Folha de S. Paulo
Se você quer o impeachment de Bolsonaro,
seja contra a violência nos protestos
Os protestos
de 3 de junho chamaram muita gente às ruas, mas ainda não alcançaram
a dimensão necessária para impressionar a classe política e a opinião pública.
Além disso, foram palco de infelizes atos de
violência: depredação de universidade, banco, ponto de ônibus;
funcionários de segurança do metrô e policial feridos; e até mesmo agressão contra
manifestantes de outros partidos.
As cenas de violência correm os grupos de
WhatsApp e servem como propaganda bolsonarista. Mesmo assim, não falta quem
defenda o uso da violência, ecoando os argumentos
usados por black blocs desde os anos 2000. Como derrubar um
governo com inclinações autoritárias sem a violência?

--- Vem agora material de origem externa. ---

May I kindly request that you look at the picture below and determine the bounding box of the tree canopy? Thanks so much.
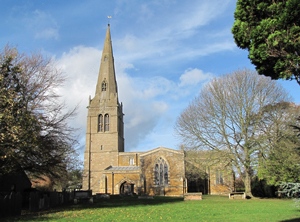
[232,0,300,84]
[175,69,290,195]
[258,102,300,186]
[0,46,78,182]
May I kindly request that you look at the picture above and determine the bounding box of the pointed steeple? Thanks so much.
[96,24,118,99]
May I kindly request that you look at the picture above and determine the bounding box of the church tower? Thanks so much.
[83,24,124,191]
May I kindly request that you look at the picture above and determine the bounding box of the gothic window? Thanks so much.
[154,157,169,186]
[104,114,109,131]
[129,157,134,166]
[216,170,223,185]
[98,114,103,132]
[102,80,107,91]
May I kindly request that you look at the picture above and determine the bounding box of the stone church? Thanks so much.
[83,25,187,196]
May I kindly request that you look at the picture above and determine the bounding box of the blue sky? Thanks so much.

Na realidade, a violência não é só
eticamente problemática. Ela é também um desastre estratégico. É o que mostram
as pesquisadoras Erica Chenowith e Maria Stephan em “Why Civil Resistance
Works” (2012).
Em um levantamento exaustivo de todos os movimentos para mudança de regime no mundo entre 1900 e 2006, as pesquisadoras constataram que movimentos não violentos tiveram mais que o dobro da taxa de sucesso que movimentos violentos (e mesmo contra os regimes mais repressivos).
A explicação é simples. Primeiro: há uma brutal desproporção entre a força dos
manifestantes e as forças de segurança. Por mais radicais que sejam, um punhado
de jovens radicais são insignificantes perto do poder de repressão do Estado.
Não há nenhuma revolução a caminho.
O que determina o sucesso de um movimento
popular nos dias de hoje, mais do que a força das armas, é seu poder de
conquistar a opinião pública. Sua capacidade de mobilizar pessoas simpáticas à
causa e persuadir aquelas que ainda não se posicionaram.
Quanto mais
violento o protesto, mais ele afasta as pessoas das ruas —especialmente
os mais vulneráveis fisicamente, como idosos, mulheres e pessoas com deficiência—,
seja por medo ou por antipatia. Ao mesmo tempo, coloca a opinião pública contra
os manifestantes e a favor da repressão.
Um mar de manifestantes pacíficos dá a
segurança para ainda mais pessoas irem às ruas. E aumenta a simpatia pela
causa. Se a polícia usar da violência contra manifestantes pacíficos, a opinião
pública os favorece ainda mais.
Há até quem diga que os atos de
vandalismo dos protestos tenham sido obra de policiais
bolsonaristas infiltrados. Não faço ideia se a acusação é verdadeira, só
ressalto a conclusão óbvia: o uso da violência é tão ruim para a causa
antibolsonarista que suscita até mesmo a hipótese de sabotagem.
Em breve, conforme a vacina ganhe tração,
se tornará mais seguro tomar as ruas. Será o momento de conquistar o coração do
maior número de pessoas —de todos os partidos— para mostrar com clareza para a
classe política que este governo já ultrapassou todos os limites.
No momento, para as legendas do centrão, é
confortável ter um presidente fraco. O único jeito de mudar esse cálculo
político é por meio da pressão popular. É momento de unir, não de dividir.
Momento de mostrar que nenhum cidadão honesto, pacífico e solidário pode
tolerar a incompetência, a má-fé, a corrupção e a podridão moral do governo
Bolsonaro e seus aliados.
Se você quer que Bolsonaro pague pelos crimes que cometeu como presidente, começando já pela perda do mandato, coloque-se claramente contra atos de violência e depredação nos protestos pelo impeachment. E cobre dos organizadores passos concretos para impedir e afastar pretensos revolucionários que, num ato vaidoso e destrutivo, comprometem toda a causa. Quanto mais aliados, melhor.